Ummm… that’s kind of a problem, isn’t it? Well, yeah, it is.
But ESPN remains one of the world’s most profitable sports networks, and its struggles raise troubling questions about the entire TV ecosystem. Long considered the linchpin of the traditional bundle, live sports is often what compels viewers to stay with their cable provider rather than cut the cord. But as more consumers defect in the face of growing cable bills, what is happening at ESPN could end up affecting channels up and down the lineup. And for Disney, one of the world’s most powerful media companies, the problems at ESPN risk dampening the success of its other brands, such as Star Wars, Marvel Studios and Pixar.
“Most of the Disney empire is healthy, but its stock price has been suffering to the downside because we have weak subscriber growth at ESPN,” said Laura Martin, a media analyst at Needham and Co. “So that weak subscriber growth is a shadow over the whole empire.”
That empire shit is kind of creepy, but we’ll save that for a later day. The short term problem for Disney is that ESPN is bleeding subscribers, but the sports division is still it’s biggest revenue generator, and by a pretty wide margin.
ESPN and its siblings, such as ABC, account for the biggest chunk of Disney’s business by far, pulling in $24 billion in revenue this fiscal year. The company’s next biggest segment, theme parks, made $17 billion.
So while it would be an exaggeration to start tossing around expressions like death spiral, there’s no question that Disney’s stock price has taken a short-term hit.

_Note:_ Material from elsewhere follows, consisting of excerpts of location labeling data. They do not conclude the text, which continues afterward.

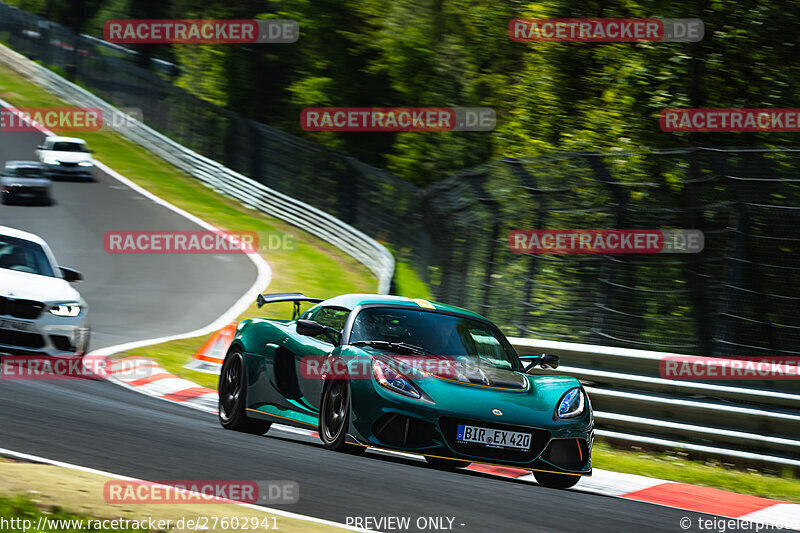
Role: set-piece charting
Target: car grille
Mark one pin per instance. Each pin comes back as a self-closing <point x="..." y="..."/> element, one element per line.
<point x="569" y="454"/>
<point x="62" y="342"/>
<point x="20" y="308"/>
<point x="400" y="431"/>
<point x="449" y="428"/>
<point x="21" y="338"/>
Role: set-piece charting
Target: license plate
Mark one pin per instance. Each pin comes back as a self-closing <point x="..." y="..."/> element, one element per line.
<point x="493" y="438"/>
<point x="18" y="325"/>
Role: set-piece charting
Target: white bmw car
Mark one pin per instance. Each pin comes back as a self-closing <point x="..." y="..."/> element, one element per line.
<point x="40" y="312"/>
<point x="67" y="157"/>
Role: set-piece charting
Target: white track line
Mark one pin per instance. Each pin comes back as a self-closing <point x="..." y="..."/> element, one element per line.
<point x="37" y="459"/>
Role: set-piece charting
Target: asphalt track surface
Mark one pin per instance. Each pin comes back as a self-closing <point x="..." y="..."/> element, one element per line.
<point x="100" y="425"/>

Big companies like that don’t tend to take short-term hits in stock prices well. What to do, then?
There’s only so much you can do to reduce internal overhead. That only leaves one other area to generate savings.
ESPN is hardly the only programming company facing long-term pressure as consumers increasingly opt for Internet-based video streaming that undercuts the legacy cable bundle. TV providers such as Dish Network and AT&T have raced to offer packages of traditional channels as Internet-based apps; the outlook for those efforts is still uncertain, but some analysts say ESPN faces a steeper challenge than most because of the rapidly rising cost to the network of acquiring sports broadcasting rights.
“Let’s face it – sports has changed,” said Jim Hill, a longtime Disney analyst. “It’s gotten so expensive … it’s a scary time all around the barn right now for sports, and that’s another thing that Disney’s eyeballing.”
The rights to broadcast live sports cost cable companies a collective $16 billion last year, according to a report from PricewaterhouseCoopers — up 50 percent from 2011. That figure is expected to grow another 30 percent by 2020.
Disney is in better shape to weather that storm than most of its competitors for live sports programming are — as one media analyst puts it about the others, “They’re losing subscribers, but they don’t have theme parks to protect them.” That doesn’t mean live sports will become a programming bargain as much as it means there may wind up being fewer interested buyers for the product if cable subscribers keep voting with their feet.
Which brings us to the tricky question: if you’re a conference commissioner, or a school president telling said commissioner what to do, do you really want to live in a world where ESPN as the last buyer standing has an even more commanding presence over broadcasting contracts than it already enjoys?
It’s a question I figure the Delanys and Sankeys will worry about after it’s too late to do anything about it, except take what’s offered. And if they think they’ll eventually be better off with their own home-grown media empires (to borrow a phrase), just remember that a few years ago, everybody thought Larry Scott was a genius.
Down the road, we may be using that best of times/worst of times reference to describe ourselves.